Absence of mutual unbounded growth for almost all parameter values in the two-type Richardson model. (Q1879491)

The Richardson model is a~particular case of interacting particle systems. The two-type Richardson model is a~system with the three states \(\{0,1,2\}\) and the evolution described by the following flip rates: 1's and 2's never flip, while 0 flips to 1 (resp. 2) at rate \(\lambda _1\) \((\lambda _2)\) times the number of nearest neighbors with value 1 (2). The state 1 (2) at site \(x\in {\mathbb Z}^{d}\) means occupation by a~particle of the first (second) type, and once the site being occupied, it cannot be changed. Starting with only one particle of each type, there are only three possible scenarios: (i) The set of 1's surrounds the (finite) set of 2's. (ii) The set of 2's surrounds the (finite) set of 1's. (iii) Both the sets of 1's and 2's grow indefinitely. The problem to be solved is whether the scenario (iii) can happen with positive probability.

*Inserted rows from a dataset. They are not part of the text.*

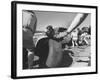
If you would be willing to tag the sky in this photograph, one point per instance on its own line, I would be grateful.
(57, 19)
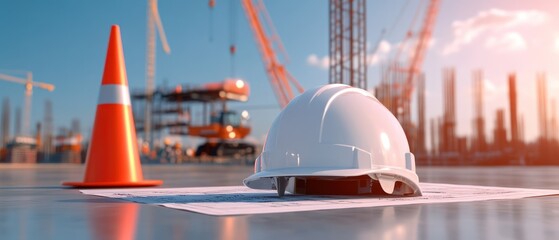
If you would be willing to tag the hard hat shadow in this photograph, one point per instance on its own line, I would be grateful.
(246, 198)
(114, 221)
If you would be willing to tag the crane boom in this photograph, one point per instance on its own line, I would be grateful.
(24, 81)
(29, 84)
(421, 47)
(153, 23)
(280, 79)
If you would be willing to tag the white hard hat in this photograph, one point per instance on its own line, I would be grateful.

In a~previous paper the authors proved that for \(d=2\) and \(\lambda _1=\lambda _2\), (iii) really occurs with positive probability. In the present paper they conjecture that (iii) has zero probability whenever \(\lambda _1\neq \lambda _2\). As the main result of the paper they manage to prove the conjecture for \(\lambda _1=1\) and all but countably many values of \(\lambda _2\).